Acoramidis hydrochloride (Alxn2060 hydrochloride) is an orally active and selective kinetic stabilizer of WT and V122I- TTR (transthyretin) . Acoramidis hydrochloride is used in the study for transthyretin amyloidosis.

Acoramidis (AG10, 0.1-10 μM for TTR ～5 μM) stabilizes V122I- and WT-TTR equally well and also exceeds their efficacy to stabilize WT and mutant TTR in whole serum [1] . Acoramidis (AG10) stimulates the mitochondrial QO2 in a concentration-dependent manner between 10 and 100 μM [3] . Acoramidis (AG10) has very minimal inhibition of two common off-targets in drug discovery, the potassium ion channel hERG (IC 50 > 100 μM) and a number of cytochrome P450 isozymes (IC 50 > 50 μM) (low toxicity) [1] . Western Blot Analysis [1] . Cell Line: Human serum (TTR ～5 μM). Concentration: 0.1 and 10 μM. Incubation Time: 72 h. Result: Was significantly more effective than tafamidis in stabilizing TTR. The concentration of AG10 to 10 μM resulted in stabilization of almost all of TTR in serum.

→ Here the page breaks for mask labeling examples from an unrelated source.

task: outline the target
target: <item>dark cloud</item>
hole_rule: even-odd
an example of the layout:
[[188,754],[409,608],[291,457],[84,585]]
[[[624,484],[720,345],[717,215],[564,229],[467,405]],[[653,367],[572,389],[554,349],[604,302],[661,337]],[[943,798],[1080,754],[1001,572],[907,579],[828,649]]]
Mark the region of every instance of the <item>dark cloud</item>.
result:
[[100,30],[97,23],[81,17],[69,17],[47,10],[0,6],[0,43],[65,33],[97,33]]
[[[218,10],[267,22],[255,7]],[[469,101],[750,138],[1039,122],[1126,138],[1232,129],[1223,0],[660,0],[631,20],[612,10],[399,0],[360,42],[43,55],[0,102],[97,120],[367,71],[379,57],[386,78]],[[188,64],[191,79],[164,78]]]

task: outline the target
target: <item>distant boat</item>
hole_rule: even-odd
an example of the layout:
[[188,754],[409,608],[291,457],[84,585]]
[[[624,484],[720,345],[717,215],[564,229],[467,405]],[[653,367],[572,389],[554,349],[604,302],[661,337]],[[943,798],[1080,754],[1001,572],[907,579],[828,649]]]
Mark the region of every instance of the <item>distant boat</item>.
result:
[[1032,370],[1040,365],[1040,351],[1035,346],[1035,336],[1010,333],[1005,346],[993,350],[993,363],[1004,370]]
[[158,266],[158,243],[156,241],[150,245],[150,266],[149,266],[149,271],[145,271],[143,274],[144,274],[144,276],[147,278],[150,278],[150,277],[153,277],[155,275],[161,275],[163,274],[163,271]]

In an animal model using Wistar rats [1], AG10 was administered orally via gavage at a dosage of 50 mg/kg/d for toxicity analysis over a 28-day period. Subsequent results indicated a plasma C max of approximately 40 μM. Histopathological evaluations of the liver, kidney, heart, spleen, thymus, and lung revealed no signs of pathological processes in the AG10-treated subjects.